14 of the best Bernie memes and why I love 'em. Hint: it's not what you think

14 of the best Bernie memes and why I love 'em. Hint: it's not what you think

Keep those Bernie memes coming!

I love those doctored photos appearing on social media of a grumpy-faced Bernie Sanders sitting on a metal folding chair, donning a mask, heavy winter jacket and a cute pair of wooly mittens (made of recycled materials).

He looks as though he's a bored, cold husband waiting for his wife to finish shopping at Walmart.


As most of you know, the photo was originally taken at the presidential inauguration. Since then, it's been photoshopped time and time and time again, putting Bernie in a never-ending array of incongruent places and situations.

He's selling girl scout cookies.


He's on the moon next to the American flag.


At a fashion show, wedged in between Queen Elizabeth and Anna Wintour, the editor-in-chief of "Vogue Magazine."

On a TV news anchor desk. In a boxing ring with a young, buff Muhammad Ali. On "The Dating Game" with three hotties.


In a beauty parlor. On a roller coaster.  Attending my Facebook friend's wedding.  With the the cast of the "Golden Girls" and "Seinfeld" and "Friends."




He appears with Forrest Gump on a park bench and in "Star Wars" scenes.


Playing chess with the actress in "The Queen's Gambit."


At the beach with Chris Christie.


At an art gallery


and inserted into famous works of art such as Edward Hopper's painting "Nighthawks."

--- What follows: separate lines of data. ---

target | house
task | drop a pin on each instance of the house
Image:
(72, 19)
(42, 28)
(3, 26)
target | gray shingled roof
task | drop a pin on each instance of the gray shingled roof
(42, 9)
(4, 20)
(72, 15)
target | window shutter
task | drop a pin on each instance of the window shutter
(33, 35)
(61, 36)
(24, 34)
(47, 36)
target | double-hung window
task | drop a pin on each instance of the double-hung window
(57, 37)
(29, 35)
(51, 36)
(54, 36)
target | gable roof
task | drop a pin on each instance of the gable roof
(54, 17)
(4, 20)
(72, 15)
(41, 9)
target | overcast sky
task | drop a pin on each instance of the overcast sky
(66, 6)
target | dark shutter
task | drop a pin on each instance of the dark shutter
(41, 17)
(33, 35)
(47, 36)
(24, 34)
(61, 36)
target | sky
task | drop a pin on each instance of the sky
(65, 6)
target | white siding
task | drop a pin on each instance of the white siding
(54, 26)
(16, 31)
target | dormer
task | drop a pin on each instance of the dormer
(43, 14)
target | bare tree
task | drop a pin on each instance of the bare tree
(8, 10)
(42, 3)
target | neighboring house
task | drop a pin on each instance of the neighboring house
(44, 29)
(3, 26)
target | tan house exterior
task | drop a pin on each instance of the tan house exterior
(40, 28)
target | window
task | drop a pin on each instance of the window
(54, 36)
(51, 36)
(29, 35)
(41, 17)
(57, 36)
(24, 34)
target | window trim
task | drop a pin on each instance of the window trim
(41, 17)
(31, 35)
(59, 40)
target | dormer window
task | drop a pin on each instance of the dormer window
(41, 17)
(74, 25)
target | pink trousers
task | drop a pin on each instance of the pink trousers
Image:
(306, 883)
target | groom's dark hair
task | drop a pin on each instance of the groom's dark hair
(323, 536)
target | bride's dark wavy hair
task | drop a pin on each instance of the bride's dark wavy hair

He's perched on a steel beam 69 floors above New York City in the iconic black and white photo from 1932.


And, my personal favorite, Bernie "Dibs" Sanders with his tush parked in a shoveled-out parking space on a snowy street in Chicago.


Yes, I love 'em all. Not so much because they are cute and clever and ridiculously funny. All of which is true. It's because of what they represent-- a certain lightness in the air. Since the inauguration, it's as if a 500-ton weight has been lifted from many of our collective hearts.

It feels like a return to normalcy, back to a time when we could be silly on social media instead of constantly outraged by the daily dose of something awful tasting that Trump did or said.

It's still the honeymoon period for Biden. Most likely, it won't last long. But for now, let's enjoy it. Take a deep breath. Exhale. It feels pretty, pretty, pretty good.